Depois de uma longa sessão na qual outros assuntos foram abordados, os senadores concordaram em avaliar a iniciativa sem debate prévio na Câmara, uma vez que o projeto já recebeu um amplo tratamento e consenso em comissões legislativas. Com esta aprovação, a Argentina se une a outros países latino-americanos como Colômbia, Uruguai e Chile, que já contam com medidas que regulamentam o uso terapêutico da cannabis. E como nos dois primeiros casos, faz isso sem autorizar a produção pessoal do remédio, elemento chave para evitar que as crianças se acostumem com a cepa. O advogado Mariano Fusero, da Associação do Pensamento Penal, explicou que “a lei, que deverá agora ser regulamentada, autoriza o cultivo de cannabis por parte do Conselho Nacional de Pesquisas Científicas e Técnicas e o Instituto Nacional de Tecnologia Agropecuária com fins de pesquisa e para elaborar a substância destinada aos tratamentos, mas sem habilitar o autocultivo para as famílias”, além da importação potencial do óleo, para o qual muitas empresas estrangeiras já sondaram as autoridades argentinas.

A nova lei, em seu artigo 8, autoriza a criação de um “Registro Nacional Voluntário” a fim de autorizar o cultivo a pacientes e familiares de pacientes afetados, em virtude do disposto pelo artigo 5o da lei 23.737 (a de drogas). Mas o aparte não modifica em anda a antiga letra — de 1989 —, que indica que o cultivo é um delito unicamente nos casos que se realizem “sem autorização ou com destino ilegítimo”. “A fim de contemplar o autocultivo, a norma deve ser clara e não dar espaço a interpretações vagas, imprecisas ou discricionárias”, afirma Fusero.
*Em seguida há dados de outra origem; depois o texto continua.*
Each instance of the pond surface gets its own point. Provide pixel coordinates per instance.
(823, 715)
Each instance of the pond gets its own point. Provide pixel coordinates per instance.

Para o advogado, a mesma situação acontece com a pesquisa da planta: “A normativa que data de mais de 50 anos e os instrumentos internacionais sempre permitiram ao Estado (e à iniciativa privada) realizar pesquisas com quaisquer substâncias proibidas e garantir seus usos médicos e científicos”. Em palavras mais simples, nada muda em relação a quem provê a matéria-prima para obter o remédio que gerou todo este debate. Apenas um exemplo: enquanto a lei era aprovada no Congresso, a ativista, cultivadora e dosificadora de óleo Brenda Chignoli sofria invasão de domicílio e apreensão de suas plantas na província de Córdoba. Ela recuperou a liberdade no meio da madrugada de quinta-feira, dia 30 de março, enquanto as comemorações evaporavam como fumaça.